Um esforço no sentido de ligar os fatores conjunturais que levaram ao endividamento externo brasileiro com o esgotamento do padrão de acumulação de capital, ou seja, um fator estrutural da economia mundial, requer considerar aquele que

se mostrou um dos principais fatores que influenciaram o acentuado crescimento do endividamento externo brasileiro: a grande liquidez do euromercado, ou seja, a abundância de recursos em moeda americana que existia no sistema financeiro, principalmente europeu. A origem desses recursos pode parecer conjuntural, devido ao aumento dos preços do petróleo e dos seus derivados que causaram liquidez de capitais para os países da OPEP e que migraram para o sistema financeiro da Europa. Porém, acreditamos que a explicação para essa abundância de capitais no euromercado está no esgotamento do padrão de acumulação de capital. Entendemos que existe substância no argumento de que a centralização de capital já avançada nos países de economia madura do mundo levava a acumulação de capital ao seu limite, ocasionando em perda de sua dinâmica e dessa forma obrigava o capital a buscar valorização no sistema financeiro.

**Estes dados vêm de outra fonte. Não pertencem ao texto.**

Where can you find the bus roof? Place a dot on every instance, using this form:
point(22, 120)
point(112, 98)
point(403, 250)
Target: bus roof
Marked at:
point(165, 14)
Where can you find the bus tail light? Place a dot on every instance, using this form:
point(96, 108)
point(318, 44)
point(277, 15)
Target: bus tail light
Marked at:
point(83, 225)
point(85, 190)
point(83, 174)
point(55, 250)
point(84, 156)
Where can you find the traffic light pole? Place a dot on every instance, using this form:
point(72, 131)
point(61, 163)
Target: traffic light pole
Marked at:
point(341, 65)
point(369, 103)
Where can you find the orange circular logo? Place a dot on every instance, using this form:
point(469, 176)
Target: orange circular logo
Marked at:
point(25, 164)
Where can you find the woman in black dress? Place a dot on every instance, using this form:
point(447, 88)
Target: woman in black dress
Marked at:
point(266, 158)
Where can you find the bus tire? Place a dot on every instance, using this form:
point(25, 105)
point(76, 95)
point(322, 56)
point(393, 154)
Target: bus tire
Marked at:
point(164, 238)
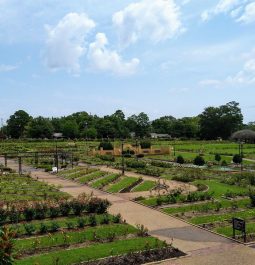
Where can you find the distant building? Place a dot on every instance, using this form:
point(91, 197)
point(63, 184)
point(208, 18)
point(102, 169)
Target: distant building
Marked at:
point(57, 135)
point(160, 136)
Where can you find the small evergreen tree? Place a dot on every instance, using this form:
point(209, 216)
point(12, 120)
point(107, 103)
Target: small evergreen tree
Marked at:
point(199, 161)
point(180, 159)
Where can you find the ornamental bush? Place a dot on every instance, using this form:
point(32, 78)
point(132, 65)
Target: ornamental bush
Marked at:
point(105, 145)
point(199, 161)
point(180, 159)
point(237, 159)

Com a perda de dinâmica, a acumulação de capital na esfera produtiva deixa de ser suficiente para que todos os capitais individuais possam gerar novo valor e ampliar- se, portanto, passam a migrar para o sistema financeiro. O limite do padrão de acumulação, que predominou até os anos do Pós-guerra, começou a mostrar sinais durante os anos 1970. Como já discutimos no primeiro capítulo, a desregulamentação e a liberalização do sistema financeiro foram possibilitadas pela gradual queda do Sistema Bretton Woods, e permitiram o surgimento de variados instrumentos e serviços financeiros capazes de prover valorização fictícia para o capital que era expulso da esfera produtiva. Dessa forma, podemos entender que a abundante liquidez de capital proveniente do primeiro choque do petróleo não foi direcionada para a esfera produtiva e sim para o circuito financeiro, principalmente europeu, devido ao esgotamento do padrão de acumulação de capital, que já era mais intenso em países de centralização de capital mais acentuada, ou seja, aqueles países em que a acumulação de capital estava mais avançada.

Nosso argumento, entretanto, não está em excluir a importância de fatores conjunturais para as decisões de política econômica adotadas durante o II PND, ou qualquer outro período, mas sim em demonstrar que aqueles que parecem a priori fatores meramente conjunturais estão, na verdade, diretamente relacionados ao esgotamento do padrão de acumulação de capital. A alteração da lógica de valorização do capital teve clara importância para a política econômica do II PND. Entendemos que tal esgotamento continuou a influenciar a política econômica brasileira, agindo também sobre as políticas de ajustamento da primeira metade da década de 1980.